Last week I left the dreary spring of State College for the Caribbean to celebrate my Dad’s 60th birthday with my family. The transit was relatively brutal: I left State College at 10, drove to NY, arrived at 2 AM, left my folks house at 5AM to drive to JFK to fly out. But the warm sea air when we stepped off the plane in Curacao was well worth the effort.

Its an odd island. Once owned by Spain, then The Netherlands, then autonomous, and now caught somewhere in a love triangle between the autonomous Curacao government, the Dutch who have stepped in to rescue it from political and infrastructural decay, and the Venezuelan government which owns and controls the majority of their oil industry. It was a popular tourist destination 40 years ago and fell into disrepair until being rescued by the Dutch recently. Now the island is abuzz with new construction on the strength of the Euro. Though the effect of this is that it is spectacular from within the confines of the several well established resorts, and an odd mixture of decaying buildings and new construction once you venture outside.

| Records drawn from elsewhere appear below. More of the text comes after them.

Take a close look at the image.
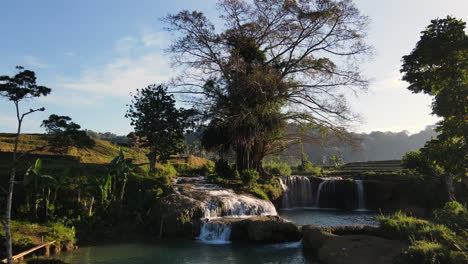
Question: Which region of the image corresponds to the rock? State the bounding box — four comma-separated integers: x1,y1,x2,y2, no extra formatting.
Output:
318,235,406,264
302,225,335,249
231,216,302,242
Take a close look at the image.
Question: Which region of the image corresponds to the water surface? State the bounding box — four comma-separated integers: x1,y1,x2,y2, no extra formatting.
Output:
278,209,378,226
54,240,316,264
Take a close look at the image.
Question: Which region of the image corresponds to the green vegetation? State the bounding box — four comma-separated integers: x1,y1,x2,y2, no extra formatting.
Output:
240,170,260,186
401,16,468,201
125,85,195,171
164,1,369,172
378,202,468,264
263,162,292,176
41,114,96,153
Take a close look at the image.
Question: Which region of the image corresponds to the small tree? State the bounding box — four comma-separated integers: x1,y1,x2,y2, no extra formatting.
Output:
41,114,96,153
0,66,51,264
125,85,194,172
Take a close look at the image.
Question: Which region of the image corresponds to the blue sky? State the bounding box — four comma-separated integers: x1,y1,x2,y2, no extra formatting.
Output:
0,0,468,134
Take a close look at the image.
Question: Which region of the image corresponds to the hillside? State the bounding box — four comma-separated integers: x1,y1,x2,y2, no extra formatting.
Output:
0,134,147,164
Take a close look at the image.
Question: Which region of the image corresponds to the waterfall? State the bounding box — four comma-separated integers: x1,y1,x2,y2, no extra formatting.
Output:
204,189,278,219
280,176,314,208
354,180,366,211
314,179,341,208
198,220,231,244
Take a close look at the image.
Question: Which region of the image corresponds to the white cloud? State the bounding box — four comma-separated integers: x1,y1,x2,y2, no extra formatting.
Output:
369,71,408,92
21,56,49,69
115,36,138,52
62,53,175,97
59,30,176,97
141,31,167,47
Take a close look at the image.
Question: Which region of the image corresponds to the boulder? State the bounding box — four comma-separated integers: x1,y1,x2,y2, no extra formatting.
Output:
302,225,335,249
318,235,406,264
231,216,302,243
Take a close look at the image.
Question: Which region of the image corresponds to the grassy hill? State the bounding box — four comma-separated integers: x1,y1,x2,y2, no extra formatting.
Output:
0,134,147,164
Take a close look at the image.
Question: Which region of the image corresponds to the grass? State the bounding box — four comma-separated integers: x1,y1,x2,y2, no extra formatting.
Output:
0,134,147,164
0,221,76,248
378,212,468,264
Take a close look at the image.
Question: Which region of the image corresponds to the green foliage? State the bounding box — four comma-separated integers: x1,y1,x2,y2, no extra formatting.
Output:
44,223,76,244
165,1,368,171
400,16,468,196
297,161,322,176
264,162,292,176
434,201,468,233
26,259,67,264
397,240,449,264
378,208,468,264
41,114,96,152
241,170,260,186
125,85,194,170
249,186,270,201
154,164,177,184
257,178,283,201
215,159,234,179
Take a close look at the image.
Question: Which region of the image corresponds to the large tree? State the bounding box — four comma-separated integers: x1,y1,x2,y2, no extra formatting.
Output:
164,0,369,170
0,66,51,264
125,85,193,171
401,16,468,200
41,114,96,151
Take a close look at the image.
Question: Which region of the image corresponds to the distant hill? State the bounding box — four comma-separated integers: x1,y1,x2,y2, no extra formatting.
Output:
0,134,147,164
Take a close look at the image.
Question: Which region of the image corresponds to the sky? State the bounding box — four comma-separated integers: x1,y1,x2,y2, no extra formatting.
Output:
0,0,468,135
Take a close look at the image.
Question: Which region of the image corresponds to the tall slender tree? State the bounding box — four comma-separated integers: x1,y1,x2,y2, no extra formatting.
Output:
125,85,194,172
164,0,370,170
0,66,51,264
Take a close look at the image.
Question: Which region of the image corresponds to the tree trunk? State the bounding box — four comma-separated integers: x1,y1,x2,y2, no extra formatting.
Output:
148,147,156,172
88,196,94,216
5,103,23,264
119,178,127,203
445,173,457,201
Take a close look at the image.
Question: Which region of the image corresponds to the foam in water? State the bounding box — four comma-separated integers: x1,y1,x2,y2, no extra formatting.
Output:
354,180,367,211
315,179,337,208
198,220,231,244
204,189,278,219
280,176,314,208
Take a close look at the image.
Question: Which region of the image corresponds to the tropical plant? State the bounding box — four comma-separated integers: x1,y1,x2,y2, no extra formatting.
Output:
165,0,369,171
125,85,194,172
400,16,468,201
0,66,51,264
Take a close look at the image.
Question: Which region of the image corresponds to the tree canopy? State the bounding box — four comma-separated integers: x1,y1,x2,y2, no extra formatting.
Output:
125,85,193,171
0,66,51,263
401,16,468,200
41,114,96,152
164,0,369,170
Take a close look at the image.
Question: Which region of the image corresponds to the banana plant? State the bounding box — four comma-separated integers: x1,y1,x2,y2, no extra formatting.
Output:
23,159,57,219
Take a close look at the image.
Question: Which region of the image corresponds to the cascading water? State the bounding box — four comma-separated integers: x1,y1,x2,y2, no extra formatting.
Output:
204,189,278,219
354,180,366,211
280,176,314,208
314,179,338,208
196,185,278,241
198,219,231,244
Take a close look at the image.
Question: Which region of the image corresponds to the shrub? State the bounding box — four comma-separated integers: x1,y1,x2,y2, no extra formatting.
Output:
45,223,75,244
26,259,67,264
297,161,322,176
154,164,177,181
397,240,447,264
264,162,292,176
215,159,234,179
258,178,283,201
434,201,468,232
250,186,270,201
241,170,260,186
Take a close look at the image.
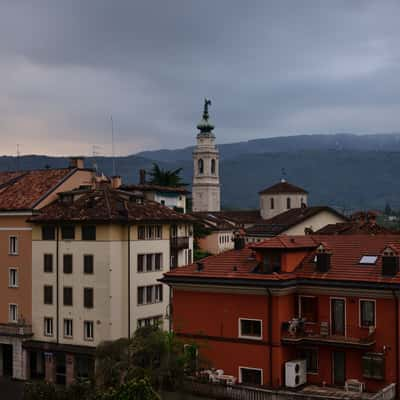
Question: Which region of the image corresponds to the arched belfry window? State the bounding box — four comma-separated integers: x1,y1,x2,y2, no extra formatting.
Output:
198,158,204,174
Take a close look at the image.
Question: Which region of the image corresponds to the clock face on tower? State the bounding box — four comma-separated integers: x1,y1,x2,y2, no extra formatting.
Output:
192,99,221,211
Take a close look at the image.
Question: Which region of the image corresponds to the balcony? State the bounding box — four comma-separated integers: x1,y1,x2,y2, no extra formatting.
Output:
0,323,33,337
281,318,375,349
170,236,189,250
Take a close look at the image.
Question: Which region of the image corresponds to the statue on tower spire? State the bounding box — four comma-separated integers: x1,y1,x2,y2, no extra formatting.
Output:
197,98,214,136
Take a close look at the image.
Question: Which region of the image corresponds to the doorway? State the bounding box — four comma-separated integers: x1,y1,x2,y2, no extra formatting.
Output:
1,344,13,377
331,299,346,336
56,353,67,385
332,351,346,386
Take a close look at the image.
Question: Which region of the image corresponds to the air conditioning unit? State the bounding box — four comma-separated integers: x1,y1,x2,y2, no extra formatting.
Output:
285,360,307,388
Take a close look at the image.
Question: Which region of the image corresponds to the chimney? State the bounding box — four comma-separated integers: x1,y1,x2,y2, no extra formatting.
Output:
69,157,85,169
111,175,122,189
139,169,146,185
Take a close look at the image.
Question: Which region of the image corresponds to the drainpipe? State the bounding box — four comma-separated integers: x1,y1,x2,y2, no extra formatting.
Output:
128,224,131,339
56,225,60,344
392,290,400,396
266,288,272,387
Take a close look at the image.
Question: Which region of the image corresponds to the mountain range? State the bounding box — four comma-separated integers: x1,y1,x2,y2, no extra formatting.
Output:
0,133,400,212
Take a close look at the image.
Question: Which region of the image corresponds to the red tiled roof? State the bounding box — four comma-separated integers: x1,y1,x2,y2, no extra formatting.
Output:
165,235,400,287
30,184,193,223
259,181,308,194
165,247,295,281
315,221,395,235
0,168,76,211
250,235,319,249
121,183,190,194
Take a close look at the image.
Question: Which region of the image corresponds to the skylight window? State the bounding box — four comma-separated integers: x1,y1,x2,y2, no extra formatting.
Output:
360,256,378,265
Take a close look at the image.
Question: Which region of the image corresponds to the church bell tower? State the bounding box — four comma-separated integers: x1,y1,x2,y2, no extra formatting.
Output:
192,99,221,211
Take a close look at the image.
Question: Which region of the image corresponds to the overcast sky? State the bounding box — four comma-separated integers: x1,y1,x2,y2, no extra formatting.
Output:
0,0,400,155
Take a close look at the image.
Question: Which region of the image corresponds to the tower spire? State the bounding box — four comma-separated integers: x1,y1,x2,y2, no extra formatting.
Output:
197,98,214,136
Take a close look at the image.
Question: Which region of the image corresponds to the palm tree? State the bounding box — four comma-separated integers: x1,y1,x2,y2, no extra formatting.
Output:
149,163,187,187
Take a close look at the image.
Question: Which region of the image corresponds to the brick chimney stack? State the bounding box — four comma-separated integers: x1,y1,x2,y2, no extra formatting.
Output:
139,169,146,185
69,157,85,169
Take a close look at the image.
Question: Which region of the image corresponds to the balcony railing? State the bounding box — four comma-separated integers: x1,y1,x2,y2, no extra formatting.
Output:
170,236,189,250
281,318,375,348
0,323,33,337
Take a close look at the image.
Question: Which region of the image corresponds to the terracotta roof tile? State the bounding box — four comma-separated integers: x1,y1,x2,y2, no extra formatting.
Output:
121,183,190,194
246,206,347,236
0,168,74,211
165,235,400,285
30,185,193,223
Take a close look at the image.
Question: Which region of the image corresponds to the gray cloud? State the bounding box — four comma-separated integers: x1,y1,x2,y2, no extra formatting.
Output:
0,0,400,154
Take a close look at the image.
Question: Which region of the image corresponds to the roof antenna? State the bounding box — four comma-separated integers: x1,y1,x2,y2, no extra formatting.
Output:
281,168,286,183
17,144,21,171
92,144,100,175
111,115,117,176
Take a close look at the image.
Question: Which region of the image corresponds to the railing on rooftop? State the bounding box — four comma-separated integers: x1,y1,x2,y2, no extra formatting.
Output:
281,318,375,347
170,236,189,250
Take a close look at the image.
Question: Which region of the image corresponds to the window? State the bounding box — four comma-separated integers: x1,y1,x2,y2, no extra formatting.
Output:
239,318,262,339
137,253,162,272
8,304,18,322
64,287,72,306
83,288,94,308
197,158,204,174
360,300,375,328
138,225,162,240
138,225,146,240
146,286,153,304
43,285,53,304
64,319,73,338
146,254,153,272
299,296,318,322
362,353,385,379
239,367,262,385
138,286,145,304
299,349,318,373
42,225,56,240
138,254,144,272
44,318,53,336
61,225,75,240
137,315,163,328
43,254,53,272
83,321,94,340
83,254,94,274
137,285,163,305
63,254,72,274
154,253,162,271
155,285,163,303
8,268,18,288
82,225,96,240
360,256,378,265
8,236,18,256
188,249,193,264
211,159,216,175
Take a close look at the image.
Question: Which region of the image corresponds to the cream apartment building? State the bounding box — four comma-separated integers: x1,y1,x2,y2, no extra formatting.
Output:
25,184,193,383
0,158,94,379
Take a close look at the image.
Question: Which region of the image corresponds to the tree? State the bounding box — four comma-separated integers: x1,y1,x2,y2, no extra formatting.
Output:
96,338,132,387
149,163,187,187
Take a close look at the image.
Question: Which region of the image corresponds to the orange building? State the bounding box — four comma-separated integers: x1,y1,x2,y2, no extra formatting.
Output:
163,235,400,392
0,159,93,379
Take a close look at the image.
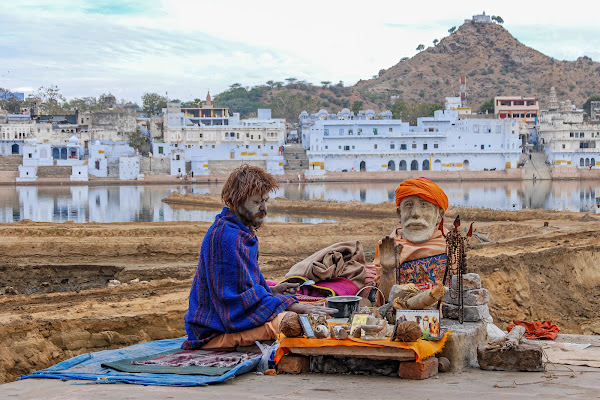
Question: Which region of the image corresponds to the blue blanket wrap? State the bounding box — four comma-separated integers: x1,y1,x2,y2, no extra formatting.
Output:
182,207,297,349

What Curacao does have (aside from plentiful seaside bars) is a World Cup race course. Rather than subject my family to my insanity I left my bikes at home, but on the last day there I rented two Gabe tackles the trailRidley’s and took my brother for a spin around the course. It was hot, the kind of hot that you might encounter in, say, a potters furnace. The trail was bone dry, the underlying surface was hard (and sharp) coral rock filled in with sand and loose stone. The course wound around through some nice rolling single track with some steep power climbs along a powerline cut. Venturing off the race course took us along a 10m cliff above the beach and then wound along through a series of salt harvesting ponds that looked like the setting of a 50’s sci-fi movie. Ultimately, the heat was a bit too much (and the trails a bit too limited) and I rolled back after 2 hours.

By no means a mountain biker’s paradise, its a pretty damn nice place to sit on the beach and drink margaritas!